How to understand the result “cvx_optbnd :-Inf” .

And got the “cvx_optval” and cvx_status “solved” after running the cvx program

`cvx_optbnd`

is undocumented, and appears to take the value, `pstr.bound`

, whatever that is.

Perhaps you can show at least all the solver and CVX output, or better yet, also a complete repoducible problem, with all input data.
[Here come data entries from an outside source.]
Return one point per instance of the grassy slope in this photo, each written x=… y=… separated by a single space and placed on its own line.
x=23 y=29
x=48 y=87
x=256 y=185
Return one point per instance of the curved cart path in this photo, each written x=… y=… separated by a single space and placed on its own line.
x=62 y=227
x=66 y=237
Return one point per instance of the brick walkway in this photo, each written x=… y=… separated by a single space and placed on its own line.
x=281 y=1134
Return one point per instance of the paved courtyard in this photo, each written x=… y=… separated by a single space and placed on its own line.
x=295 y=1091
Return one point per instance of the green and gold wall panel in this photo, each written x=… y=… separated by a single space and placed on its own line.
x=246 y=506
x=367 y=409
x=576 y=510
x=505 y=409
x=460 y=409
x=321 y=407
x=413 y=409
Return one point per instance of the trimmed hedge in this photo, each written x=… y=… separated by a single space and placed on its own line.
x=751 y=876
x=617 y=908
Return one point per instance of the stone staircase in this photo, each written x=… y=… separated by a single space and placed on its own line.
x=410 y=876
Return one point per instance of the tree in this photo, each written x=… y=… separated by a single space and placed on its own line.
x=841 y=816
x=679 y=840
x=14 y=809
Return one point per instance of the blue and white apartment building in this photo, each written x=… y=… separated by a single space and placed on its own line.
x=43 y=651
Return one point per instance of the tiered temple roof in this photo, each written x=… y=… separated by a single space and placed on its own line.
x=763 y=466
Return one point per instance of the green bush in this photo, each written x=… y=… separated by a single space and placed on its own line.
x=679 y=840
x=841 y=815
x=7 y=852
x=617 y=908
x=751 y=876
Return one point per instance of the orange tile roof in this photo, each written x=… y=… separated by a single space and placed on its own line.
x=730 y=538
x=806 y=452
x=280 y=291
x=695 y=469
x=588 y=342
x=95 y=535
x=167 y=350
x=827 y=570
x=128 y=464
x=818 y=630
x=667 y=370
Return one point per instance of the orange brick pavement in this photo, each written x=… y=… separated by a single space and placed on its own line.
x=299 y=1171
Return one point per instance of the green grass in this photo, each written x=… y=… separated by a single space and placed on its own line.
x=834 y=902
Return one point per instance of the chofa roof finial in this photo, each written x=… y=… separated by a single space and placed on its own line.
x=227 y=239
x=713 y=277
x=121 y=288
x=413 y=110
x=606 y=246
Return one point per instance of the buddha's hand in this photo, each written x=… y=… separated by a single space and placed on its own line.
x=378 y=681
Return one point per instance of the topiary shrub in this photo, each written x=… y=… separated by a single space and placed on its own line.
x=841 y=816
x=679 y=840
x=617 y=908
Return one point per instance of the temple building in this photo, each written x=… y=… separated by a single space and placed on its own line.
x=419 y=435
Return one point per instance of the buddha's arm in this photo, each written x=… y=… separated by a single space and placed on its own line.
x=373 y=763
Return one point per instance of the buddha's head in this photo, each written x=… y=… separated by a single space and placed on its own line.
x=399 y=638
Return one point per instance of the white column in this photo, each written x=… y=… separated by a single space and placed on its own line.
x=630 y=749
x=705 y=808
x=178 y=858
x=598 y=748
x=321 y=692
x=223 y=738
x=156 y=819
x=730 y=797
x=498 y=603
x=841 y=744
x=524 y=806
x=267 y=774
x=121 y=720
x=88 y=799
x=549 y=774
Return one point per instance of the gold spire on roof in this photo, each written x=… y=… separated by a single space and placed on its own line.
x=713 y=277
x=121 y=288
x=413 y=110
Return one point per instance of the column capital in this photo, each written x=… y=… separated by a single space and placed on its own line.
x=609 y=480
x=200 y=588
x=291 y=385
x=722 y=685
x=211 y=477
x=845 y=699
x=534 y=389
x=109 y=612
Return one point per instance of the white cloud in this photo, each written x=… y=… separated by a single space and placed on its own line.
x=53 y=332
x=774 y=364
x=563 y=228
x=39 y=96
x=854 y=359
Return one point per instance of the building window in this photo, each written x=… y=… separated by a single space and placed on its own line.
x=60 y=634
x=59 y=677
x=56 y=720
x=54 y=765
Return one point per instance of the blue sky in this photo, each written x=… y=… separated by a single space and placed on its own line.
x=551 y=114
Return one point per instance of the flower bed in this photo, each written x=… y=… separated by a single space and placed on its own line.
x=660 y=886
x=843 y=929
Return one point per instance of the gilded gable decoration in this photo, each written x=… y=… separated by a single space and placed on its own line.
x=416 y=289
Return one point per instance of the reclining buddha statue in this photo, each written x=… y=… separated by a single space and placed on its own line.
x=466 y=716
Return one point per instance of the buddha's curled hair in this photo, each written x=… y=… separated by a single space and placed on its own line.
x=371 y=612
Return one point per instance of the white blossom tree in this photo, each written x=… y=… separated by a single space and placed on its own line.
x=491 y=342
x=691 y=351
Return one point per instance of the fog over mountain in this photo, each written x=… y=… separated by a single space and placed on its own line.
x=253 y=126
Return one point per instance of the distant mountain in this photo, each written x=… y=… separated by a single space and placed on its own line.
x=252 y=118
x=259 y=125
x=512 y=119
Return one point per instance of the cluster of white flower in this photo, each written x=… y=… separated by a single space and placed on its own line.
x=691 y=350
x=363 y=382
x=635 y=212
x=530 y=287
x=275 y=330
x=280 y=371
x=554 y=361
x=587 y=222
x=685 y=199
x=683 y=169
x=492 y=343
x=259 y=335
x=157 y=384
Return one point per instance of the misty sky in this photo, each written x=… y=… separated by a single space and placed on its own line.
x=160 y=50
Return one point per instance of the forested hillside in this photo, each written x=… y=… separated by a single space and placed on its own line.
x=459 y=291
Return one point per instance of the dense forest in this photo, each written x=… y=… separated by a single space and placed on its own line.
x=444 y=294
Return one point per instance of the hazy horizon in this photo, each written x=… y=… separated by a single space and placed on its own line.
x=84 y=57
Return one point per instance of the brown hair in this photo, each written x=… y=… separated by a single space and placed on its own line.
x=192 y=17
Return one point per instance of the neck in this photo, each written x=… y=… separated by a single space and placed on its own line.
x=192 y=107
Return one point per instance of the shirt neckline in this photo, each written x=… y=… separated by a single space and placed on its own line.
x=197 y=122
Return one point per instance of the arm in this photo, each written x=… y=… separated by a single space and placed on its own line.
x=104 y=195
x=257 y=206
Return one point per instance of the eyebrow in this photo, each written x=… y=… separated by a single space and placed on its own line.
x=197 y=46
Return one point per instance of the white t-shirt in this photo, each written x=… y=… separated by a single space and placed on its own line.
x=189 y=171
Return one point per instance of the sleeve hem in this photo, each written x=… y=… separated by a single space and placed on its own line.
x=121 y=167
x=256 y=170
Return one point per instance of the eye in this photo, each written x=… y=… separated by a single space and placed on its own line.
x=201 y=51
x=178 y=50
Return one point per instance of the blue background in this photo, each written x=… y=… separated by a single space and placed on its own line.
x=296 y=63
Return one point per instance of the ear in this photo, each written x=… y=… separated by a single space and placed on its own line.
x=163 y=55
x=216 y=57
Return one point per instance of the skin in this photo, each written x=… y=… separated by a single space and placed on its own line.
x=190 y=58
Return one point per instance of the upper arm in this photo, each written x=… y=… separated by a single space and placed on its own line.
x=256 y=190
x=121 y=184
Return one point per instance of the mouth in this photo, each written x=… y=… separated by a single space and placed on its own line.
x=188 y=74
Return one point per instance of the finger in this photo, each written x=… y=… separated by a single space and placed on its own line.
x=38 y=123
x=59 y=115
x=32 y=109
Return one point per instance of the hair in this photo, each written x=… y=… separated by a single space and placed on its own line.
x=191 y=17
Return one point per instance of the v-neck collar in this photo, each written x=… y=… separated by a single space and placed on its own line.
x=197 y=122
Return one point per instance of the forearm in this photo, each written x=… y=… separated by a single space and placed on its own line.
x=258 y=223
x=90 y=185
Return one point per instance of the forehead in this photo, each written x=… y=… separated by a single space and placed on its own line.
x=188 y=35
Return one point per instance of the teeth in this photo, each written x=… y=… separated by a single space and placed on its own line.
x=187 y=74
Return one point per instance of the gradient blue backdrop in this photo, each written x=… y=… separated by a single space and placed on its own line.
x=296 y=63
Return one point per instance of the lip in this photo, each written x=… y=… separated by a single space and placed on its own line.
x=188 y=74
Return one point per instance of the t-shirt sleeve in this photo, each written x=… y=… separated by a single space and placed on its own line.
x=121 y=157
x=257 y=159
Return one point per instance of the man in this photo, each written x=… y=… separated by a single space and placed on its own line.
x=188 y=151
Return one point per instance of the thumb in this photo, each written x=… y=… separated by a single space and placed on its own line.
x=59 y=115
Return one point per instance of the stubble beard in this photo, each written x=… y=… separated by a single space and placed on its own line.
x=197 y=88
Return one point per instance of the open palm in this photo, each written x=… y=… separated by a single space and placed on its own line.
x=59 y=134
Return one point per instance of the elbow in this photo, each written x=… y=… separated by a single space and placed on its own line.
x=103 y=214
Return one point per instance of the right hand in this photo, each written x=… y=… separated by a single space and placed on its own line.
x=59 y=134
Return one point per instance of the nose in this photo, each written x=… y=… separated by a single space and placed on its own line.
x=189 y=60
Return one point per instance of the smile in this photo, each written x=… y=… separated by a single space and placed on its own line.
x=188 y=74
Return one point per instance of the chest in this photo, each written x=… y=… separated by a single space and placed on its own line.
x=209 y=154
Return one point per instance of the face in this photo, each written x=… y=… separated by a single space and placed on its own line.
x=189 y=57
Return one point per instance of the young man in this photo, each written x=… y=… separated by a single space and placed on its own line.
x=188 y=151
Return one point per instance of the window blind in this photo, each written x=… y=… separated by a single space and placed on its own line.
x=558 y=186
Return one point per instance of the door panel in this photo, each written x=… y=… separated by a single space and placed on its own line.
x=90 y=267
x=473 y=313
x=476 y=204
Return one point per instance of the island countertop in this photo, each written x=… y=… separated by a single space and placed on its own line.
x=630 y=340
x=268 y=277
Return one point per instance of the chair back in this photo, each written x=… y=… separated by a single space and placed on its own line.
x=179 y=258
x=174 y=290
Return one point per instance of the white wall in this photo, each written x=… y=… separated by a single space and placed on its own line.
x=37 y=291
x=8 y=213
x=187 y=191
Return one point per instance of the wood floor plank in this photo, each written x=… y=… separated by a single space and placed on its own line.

Thanks for your kindly reply.Here are the main part of the optimal problem and the output of CVX .

```
ite1=0;
obj1=zeros(1,100);
while 1
cvx_begin
variable W(Nt,d,KI) complex
expression rate(1,KI)
expression R1(1,KI)
expression R2(1,KI)
for i=1:KI
rate(i) = square_pos(norm(sqrtm(A)*W(:,:,i), 'fro')) - real(trace(V(:,:,i)*U(:,:,i)'*H(:,:,i)*W(:,:,i))) - ...
- real(trace(V(:,:,i)*W(:,:,i)'*H(:,:,i)'*U(:,:,i))) ;
%square_pos(norm(sum(W(:,:,i),3),'fro')) <= Pbs;
R1(i) = square_pos(norm(W(:,:,i),'fro')) ;
R2(i) = 2*real( eta*( trace(W_(:,:,i)'*G*W(:,:,i))) ) -...
real( eta*( trace(W_(:,:,i)'*G*W_(:,:,i)))) ;
%square_pos(norm(sqrtm(G)*W_(:,:,i), 'fro'));
end
minimize sum(rate)
subject to
sum(R1) <= Pbs;
sum(R2) >= PE;
cvx_end
W_=W;
%judge convergence
ite1 = ite1 + 1;
obj1(ite1) = sum(rate);
if ite1 > 1 && (abs(obj1(ite1)-obj1(ite1-1))/obj1(ite1-1) < 1e-3 || ite1 >= 200)
break
end
end
```

`cvx_cputime:5.281250000000000`

`cvx_optbnd:-Inf`

`cvx_optval:7.064653103408999e-09`

`cvx_slvitr:20`

`cvx_slvtol:7.819996132118421e-09`

`cvx_status:'Solved'`

Please show the CVX and solver output.corresponding to the CVX instance (within the while loop) in question,.

However, because `cvx_optbnd`

is undocumented, I would assume it’s just for “internal” (developer) use, and would not pay attention to its value.

I have the same problem where cvx_optbnd is Inf , but I don’t understand what it means. Does this indicate that my problem is infeasible or unbounded, even though I have received the cvx_status of ‘Solved’ ?

cvx_begin quiet

cvx_solver sedumi

cvx_precision best

variable Wc(M,M) hermitian;

variable Ws(M,M) hermitian;

% variable wc(M,1);

% variable ws(M,1);

maximize (trace((Mr)*(Wc+Ws)))
subject to
Wc == hermitian_semidefinite(M);
Ws == hermitian_semidefinite(M);
trace(Wc + Ws) <= Ptx;
trace((Xi_1)*(Wc - gamma

*Ws)) >= gamma*(sigma_UE);

trace((Xi_2)

*(Wc - gamma*Ws)) >= gamma*(sigma_UE);

trace((Xi_3)

*(Wc - gamma*Ws)) >= gamma*(sigma_UE);

cvx_end

Wc_opt = Wc;

Ws_opt = Ws;

% Eigenvalue Decomposition

[Wc_x,Wc_y] = eig(Wc);

lamda_vec_Wc = diag(Wc_y);

[lamda_max_Wc,ii] = max(lamda_vec_Wc);

eigvec_max_c = Wc_x(:,ii);

wc_opt = sqrt(lamda_max_Wc)*eigvec_max_c;

[Ws_x,Ws_y] = eig(Ws);

lamda_vec_Ws = diag(Ws_y);

[lamda_max_Ws,ii] = max(lamda_vec_Ws);

eigvec_max_s = Ws_x(:,ii);

ws_opt = sqrt(lamda_max_Ws)*eigvec_max_s;

The solver output is as follow:

cxv_cputime: 3.2188

cvx_optbnd: Inf

cvx_optval: 13.1237

cvx_slvitr: 46

cvx_slvtol : 5.8434e-14

cvx_status : ‘Solved’

I recommend that `cvx_optbnd`

be ignored. It is undocumented. Just pay attention to the solver and CVX output which is dccumented.